## Problem-solving Strategies

| Problems | Strategies | Psychology | Ownership | Guidelines | Explore | Define | Solve | Action | Review |

Different problems lend themselves to different strategies for solving them.  Most problems dealt with in the website are unique and non-repeatable (different people, place, circumstances, etc.) human problems. Most of these problems either 1) do not have an obvious solution (solution to solve the problem are not known), 2)  have solutions but they lack acceptably by the people who own the problem, or 3) have solutions that are not easily implementable.  So, it helps to have different tools in the problem-solver's tool kit.  Listed here are ten problem-strategies that can be use individually or collectively.

1. Modeling or representation of the problem.   Visualizing the problem may spark ideas as to the cause or solutions to the problem.  Representation or visualization of the problems could be rendered by a drawing, visual aids, or acting out the sequence of events leading to the manifestation of the problem.

2. Lateral thinking.   A method developed by Edward Debono for using associative links between random objects and the problem at hand for sparking fresh perspectives that trigger new possible lines of solutions.  For example, what are the possible connections between a frog and the problem?

3. Common denominator. Given all the symptoms of the problem, what could be the common cause that could account for all the manifestation of the problem?

4. Formulas.  What solutions have worked for similar problems in the past.  Find a similar problem and try to match the solution to the current problem.

5. Option Tree.  Diagram all  aspect of the problem  by decomposing the problem into is various attributes, manifestation, symptoms, or components/factors.    Keep dividing the problem into its component parts until they cannot be meaningfully subdivided any further.  Solving each of the decision branches at the highest level (in the hierarchy or tree) possible with potential solutions.
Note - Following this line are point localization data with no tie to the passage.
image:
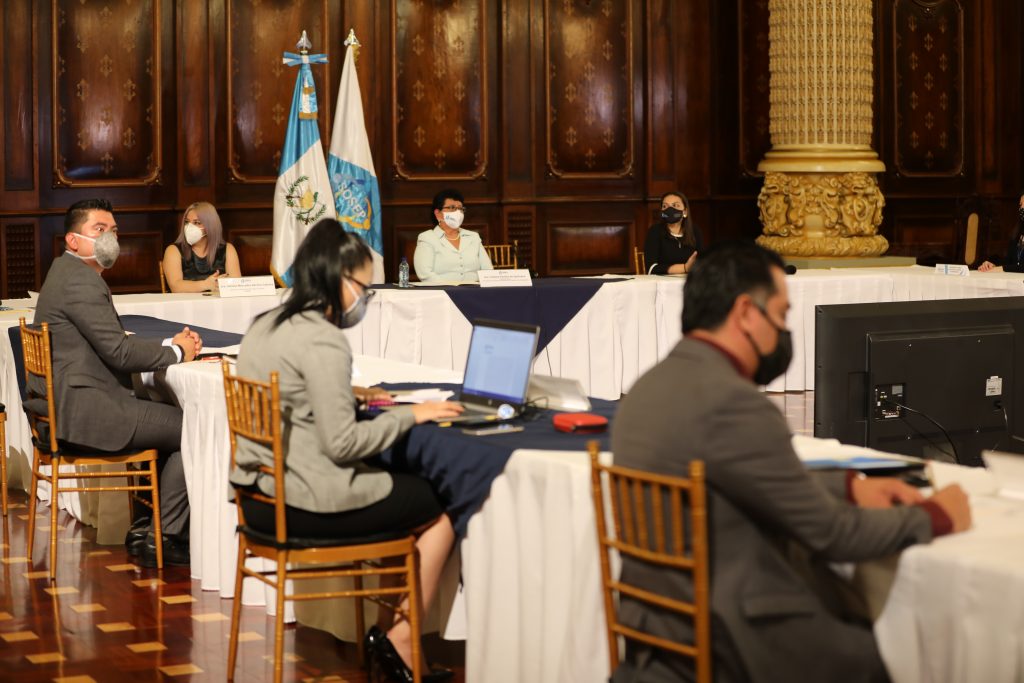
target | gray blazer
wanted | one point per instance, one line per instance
(324, 445)
(92, 357)
(767, 623)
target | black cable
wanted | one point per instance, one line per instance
(929, 418)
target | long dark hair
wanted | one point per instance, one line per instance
(327, 254)
(688, 237)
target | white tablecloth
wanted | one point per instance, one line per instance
(955, 611)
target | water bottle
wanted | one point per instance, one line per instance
(403, 273)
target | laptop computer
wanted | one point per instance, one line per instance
(498, 369)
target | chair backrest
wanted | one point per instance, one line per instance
(639, 261)
(254, 414)
(504, 256)
(163, 280)
(39, 363)
(650, 515)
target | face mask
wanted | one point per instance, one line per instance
(105, 249)
(193, 233)
(771, 366)
(354, 313)
(454, 219)
(672, 215)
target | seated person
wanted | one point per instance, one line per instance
(93, 360)
(672, 244)
(1014, 261)
(187, 262)
(332, 492)
(448, 252)
(769, 617)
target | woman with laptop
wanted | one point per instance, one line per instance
(331, 491)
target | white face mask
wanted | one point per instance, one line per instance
(454, 219)
(105, 249)
(193, 233)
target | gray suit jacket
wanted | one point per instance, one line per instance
(767, 623)
(324, 443)
(92, 357)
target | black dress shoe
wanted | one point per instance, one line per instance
(389, 664)
(175, 552)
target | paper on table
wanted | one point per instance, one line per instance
(421, 395)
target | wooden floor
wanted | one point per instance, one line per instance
(108, 620)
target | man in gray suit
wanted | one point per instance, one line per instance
(93, 360)
(773, 526)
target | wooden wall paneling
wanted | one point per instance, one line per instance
(196, 101)
(589, 89)
(253, 246)
(520, 222)
(260, 87)
(18, 257)
(439, 101)
(518, 96)
(108, 94)
(930, 48)
(18, 83)
(755, 77)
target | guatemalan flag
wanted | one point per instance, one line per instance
(303, 193)
(356, 194)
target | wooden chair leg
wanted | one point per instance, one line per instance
(279, 622)
(158, 529)
(33, 498)
(413, 577)
(232, 643)
(54, 504)
(3, 462)
(360, 619)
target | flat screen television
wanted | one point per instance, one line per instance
(888, 375)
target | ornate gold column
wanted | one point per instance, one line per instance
(820, 197)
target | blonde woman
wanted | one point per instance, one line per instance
(200, 256)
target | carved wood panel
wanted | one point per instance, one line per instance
(17, 50)
(18, 247)
(260, 87)
(754, 84)
(929, 47)
(601, 247)
(589, 88)
(107, 91)
(439, 89)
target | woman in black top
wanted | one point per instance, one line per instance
(200, 256)
(1014, 261)
(672, 245)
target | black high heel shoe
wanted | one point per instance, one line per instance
(384, 659)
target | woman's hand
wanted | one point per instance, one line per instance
(370, 393)
(211, 282)
(435, 410)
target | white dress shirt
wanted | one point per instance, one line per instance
(437, 259)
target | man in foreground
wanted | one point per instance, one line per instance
(775, 612)
(93, 359)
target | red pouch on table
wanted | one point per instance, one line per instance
(580, 423)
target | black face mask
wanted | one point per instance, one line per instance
(771, 366)
(672, 215)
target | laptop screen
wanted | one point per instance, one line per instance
(500, 358)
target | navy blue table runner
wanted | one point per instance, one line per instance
(462, 467)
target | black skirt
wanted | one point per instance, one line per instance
(411, 505)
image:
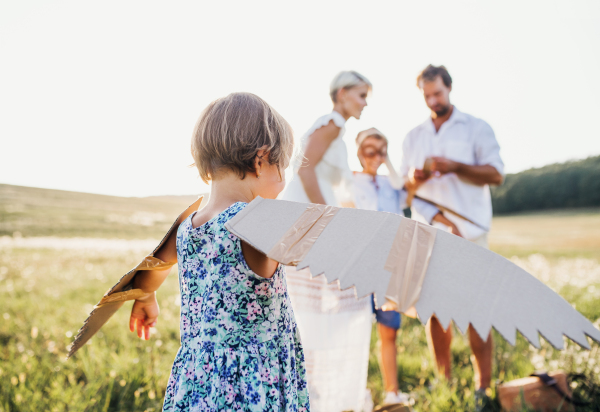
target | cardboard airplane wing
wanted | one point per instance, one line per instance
(123, 290)
(412, 265)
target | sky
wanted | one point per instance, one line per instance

6. Matrices.  They are used with option trees.   The vertical axis of the matrix is the lowest branches of the option tree.  The horizontal axis of the matrix are the associated solutions for each option tree branch.  the intent of the matrix is to find out how well the same solutions impact or affect other aspects of the problem.  The numbers placed in in cell indicate how well a solution solves each aspect (branch) of the problem.   A nine indicates that the solution would completely solve that aspect of the problem.  A three indicates that the solution would have a significant impact on reducing that aspect of the problem.  A one indicates that the solution has some positive impact on the problem.  A blank means that the solution would have no effect.  Sum the scores down each vertical column (each column is solution to one or more branches of the problem).   Higher the score, the more effective each solution in solving the overall problem.   The problem-solver could quickly observe the relative effectiveness of each solution and could begin to bundle the individual solutions into a total solution.

7. Trial and Error or Process of Elimination.   Here the problem-solver is aware of multiple possibilities and doesn't know for sure which one will solve the problem.   So, the problem-solver starts with the one with the highest likelihood and implements it.  If it works, the problem is solved.  If not solved, then the problem-solver tries the next most likely solution, and so on until the problem is finally solved.

8. Pattern Finding.   A repetitive problem often leaves clues in the pattern of its occurrence.  Some overarching condition is influencing or triggering the on-set of the problem.  By identifying the common pattern, the cause of the problem is found and can be eliminated.

9. Simplifying the problem.  Find simple instances of the problem and attempt to solve it.  Try the solution on the more complex problem and observe the outcome.    If the problem is changed but not solved, then develop a new simplification of the newly observed problem and repeat the process.

10. Root Cause Analysis.   Repeated ask the question of all symptoms, "What could be causing this symptom?"  Then repeatedly ask the follow-on questions, "What is causing this cause?"  Ask these questions until they cannot be answered any further.   then, go back up the question and answer chain until you come to an causal answer that the problem-solver can control (implement).   By eliminating this set of root causes, the problem can be solved.